After Greetings From Skamania, also nominated in the Best Reggae Album category the following year, Tommy McCook retired because of ill-health (he died earlier this year).

By 1997 the Skatalites line-up was busier than ever with the Ball Of Fire and Ska Island projects on Island Jazz Jamaica and a couple of storming shows at the Jazz Cafe in London. By then, the Skatalites' crucial contribution to Jamaican music had been recognised in the Tougher Than Tough four-CD box set (1993) and in the comprehensive reissue programmes of labels such as Blood And Fire and Westside, who currently have eight volumes of the Top Sounds From Top Deck series documenting the many sessions Alphonso and assorted Skatalites took part in.
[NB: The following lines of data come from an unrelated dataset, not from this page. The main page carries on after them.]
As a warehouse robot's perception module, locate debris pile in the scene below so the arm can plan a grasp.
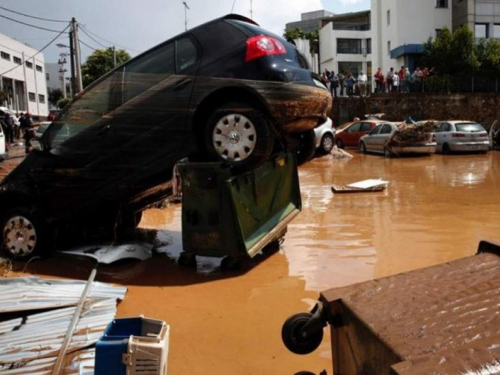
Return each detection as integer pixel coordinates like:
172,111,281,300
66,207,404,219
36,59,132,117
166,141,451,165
386,121,438,148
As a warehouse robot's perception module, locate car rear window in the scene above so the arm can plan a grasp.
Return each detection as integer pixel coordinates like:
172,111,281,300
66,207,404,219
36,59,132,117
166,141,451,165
455,123,485,132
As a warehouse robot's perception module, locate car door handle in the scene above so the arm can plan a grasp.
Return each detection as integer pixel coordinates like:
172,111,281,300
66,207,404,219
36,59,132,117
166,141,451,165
97,124,112,135
174,78,192,91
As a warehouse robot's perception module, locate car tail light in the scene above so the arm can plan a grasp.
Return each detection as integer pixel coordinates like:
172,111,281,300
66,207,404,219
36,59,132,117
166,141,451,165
432,134,436,142
245,35,287,62
452,133,466,138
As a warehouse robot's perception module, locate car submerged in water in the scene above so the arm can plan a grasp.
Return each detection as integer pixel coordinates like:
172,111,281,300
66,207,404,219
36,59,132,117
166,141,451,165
0,14,331,259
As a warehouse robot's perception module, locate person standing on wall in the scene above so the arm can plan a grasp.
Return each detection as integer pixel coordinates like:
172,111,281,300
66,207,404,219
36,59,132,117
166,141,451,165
2,113,14,149
386,67,395,92
345,72,356,97
330,71,339,98
338,71,345,96
374,68,384,93
357,71,368,97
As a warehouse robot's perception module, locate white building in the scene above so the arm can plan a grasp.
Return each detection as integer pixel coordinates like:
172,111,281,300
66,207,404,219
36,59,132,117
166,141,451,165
371,0,451,73
319,11,372,79
0,32,48,119
319,1,453,87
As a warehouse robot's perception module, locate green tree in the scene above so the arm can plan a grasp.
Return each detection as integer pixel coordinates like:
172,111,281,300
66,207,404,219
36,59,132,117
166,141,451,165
422,28,453,74
283,28,319,54
56,97,71,109
477,38,500,76
81,47,131,88
451,26,479,75
48,88,63,107
0,90,8,104
283,28,305,43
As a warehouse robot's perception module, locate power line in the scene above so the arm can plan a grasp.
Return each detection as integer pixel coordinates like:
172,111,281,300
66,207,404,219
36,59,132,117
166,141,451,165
79,25,141,53
0,24,70,76
231,0,237,13
79,39,99,51
78,26,108,49
0,14,69,34
0,5,67,23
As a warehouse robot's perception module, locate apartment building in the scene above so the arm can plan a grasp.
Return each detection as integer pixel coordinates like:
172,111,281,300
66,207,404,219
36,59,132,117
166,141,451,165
453,0,500,38
0,32,48,119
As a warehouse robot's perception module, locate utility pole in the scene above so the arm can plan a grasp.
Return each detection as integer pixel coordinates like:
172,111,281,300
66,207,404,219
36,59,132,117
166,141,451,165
72,17,83,93
250,0,253,19
182,1,190,31
68,30,76,97
113,46,117,68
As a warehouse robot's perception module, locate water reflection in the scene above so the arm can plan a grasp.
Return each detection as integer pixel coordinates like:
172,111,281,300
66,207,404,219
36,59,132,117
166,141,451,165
284,151,500,292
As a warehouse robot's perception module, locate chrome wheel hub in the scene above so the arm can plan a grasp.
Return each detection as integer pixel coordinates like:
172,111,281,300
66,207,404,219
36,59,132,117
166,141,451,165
3,216,37,256
213,114,257,162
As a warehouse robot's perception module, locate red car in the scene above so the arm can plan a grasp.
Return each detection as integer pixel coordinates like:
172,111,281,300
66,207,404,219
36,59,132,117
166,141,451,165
334,120,385,149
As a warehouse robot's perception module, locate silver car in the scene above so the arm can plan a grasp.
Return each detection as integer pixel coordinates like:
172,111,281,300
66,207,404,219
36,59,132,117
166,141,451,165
359,123,436,157
435,121,489,153
314,118,335,153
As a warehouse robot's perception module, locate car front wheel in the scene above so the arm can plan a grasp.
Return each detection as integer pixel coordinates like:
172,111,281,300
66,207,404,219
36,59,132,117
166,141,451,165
205,103,274,167
320,133,334,153
1,207,47,259
359,142,366,153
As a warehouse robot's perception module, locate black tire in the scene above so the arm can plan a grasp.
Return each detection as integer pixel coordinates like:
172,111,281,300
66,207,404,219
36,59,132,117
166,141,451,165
320,133,334,154
282,312,324,355
220,256,243,271
336,138,344,149
205,102,275,167
443,143,451,154
295,130,316,165
1,207,47,260
178,252,197,268
119,210,143,232
359,142,366,154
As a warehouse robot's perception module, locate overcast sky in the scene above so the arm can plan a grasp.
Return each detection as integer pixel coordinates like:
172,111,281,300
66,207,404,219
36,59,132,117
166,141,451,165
0,0,370,64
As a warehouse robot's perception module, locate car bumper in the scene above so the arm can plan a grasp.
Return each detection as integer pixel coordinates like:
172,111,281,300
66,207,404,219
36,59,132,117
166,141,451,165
393,144,436,154
450,141,489,152
264,82,332,133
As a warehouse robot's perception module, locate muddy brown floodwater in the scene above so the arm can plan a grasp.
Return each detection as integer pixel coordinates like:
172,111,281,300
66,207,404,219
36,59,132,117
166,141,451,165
14,150,500,374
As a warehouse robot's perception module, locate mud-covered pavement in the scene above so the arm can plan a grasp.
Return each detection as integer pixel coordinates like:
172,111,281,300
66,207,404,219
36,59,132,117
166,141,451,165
8,151,500,374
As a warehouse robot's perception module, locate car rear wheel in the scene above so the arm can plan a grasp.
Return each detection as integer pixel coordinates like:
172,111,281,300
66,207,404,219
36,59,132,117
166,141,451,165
442,143,451,154
205,103,274,167
384,147,392,158
320,133,334,153
359,142,366,154
336,139,344,149
1,207,47,259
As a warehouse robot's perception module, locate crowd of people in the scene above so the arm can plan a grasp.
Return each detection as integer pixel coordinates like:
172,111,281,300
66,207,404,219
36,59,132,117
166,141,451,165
0,112,36,155
322,66,435,98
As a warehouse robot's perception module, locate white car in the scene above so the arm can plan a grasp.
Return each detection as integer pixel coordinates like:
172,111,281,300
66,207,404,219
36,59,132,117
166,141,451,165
359,122,436,157
314,118,335,153
435,121,489,153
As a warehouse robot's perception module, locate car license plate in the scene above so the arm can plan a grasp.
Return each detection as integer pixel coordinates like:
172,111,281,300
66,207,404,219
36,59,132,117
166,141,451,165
467,145,481,150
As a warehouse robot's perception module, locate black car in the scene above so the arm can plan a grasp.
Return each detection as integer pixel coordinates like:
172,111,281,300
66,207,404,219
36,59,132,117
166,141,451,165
0,14,331,259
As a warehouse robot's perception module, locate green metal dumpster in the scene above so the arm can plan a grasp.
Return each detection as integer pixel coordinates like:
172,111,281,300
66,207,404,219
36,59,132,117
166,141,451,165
177,152,301,267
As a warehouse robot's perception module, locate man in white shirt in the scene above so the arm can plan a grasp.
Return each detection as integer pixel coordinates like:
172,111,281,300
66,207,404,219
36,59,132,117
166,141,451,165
357,71,368,97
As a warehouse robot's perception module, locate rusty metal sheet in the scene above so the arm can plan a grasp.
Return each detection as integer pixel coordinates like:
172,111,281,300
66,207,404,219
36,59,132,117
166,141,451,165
320,251,500,374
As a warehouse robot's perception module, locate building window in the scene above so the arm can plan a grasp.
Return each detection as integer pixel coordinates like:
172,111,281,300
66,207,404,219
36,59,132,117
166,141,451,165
387,10,390,26
366,38,372,54
26,61,33,69
337,38,362,54
388,41,391,56
38,94,45,103
36,65,43,73
494,24,500,39
46,73,50,81
436,0,448,8
28,92,36,102
13,56,21,65
1,51,10,61
436,29,443,37
475,23,489,38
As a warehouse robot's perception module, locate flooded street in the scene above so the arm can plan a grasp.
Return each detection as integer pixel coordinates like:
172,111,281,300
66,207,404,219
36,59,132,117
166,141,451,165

Gaylene Martin, a longtime associate of the Skatalites, said of Alphonso: "He was one of the original innovators. He had a stroke and could only just about move around but he livened up when he played the saxophone." His final Skatalites show was at the Key Club, in Hollywood, when a blood vessel burst in his neck just after he had completed a solo. He died later in hospital.

Roland Alphonso, saxophonist, composer and arranger: born 12 January 1931; married; died Los Angeles, California 20 November 1998.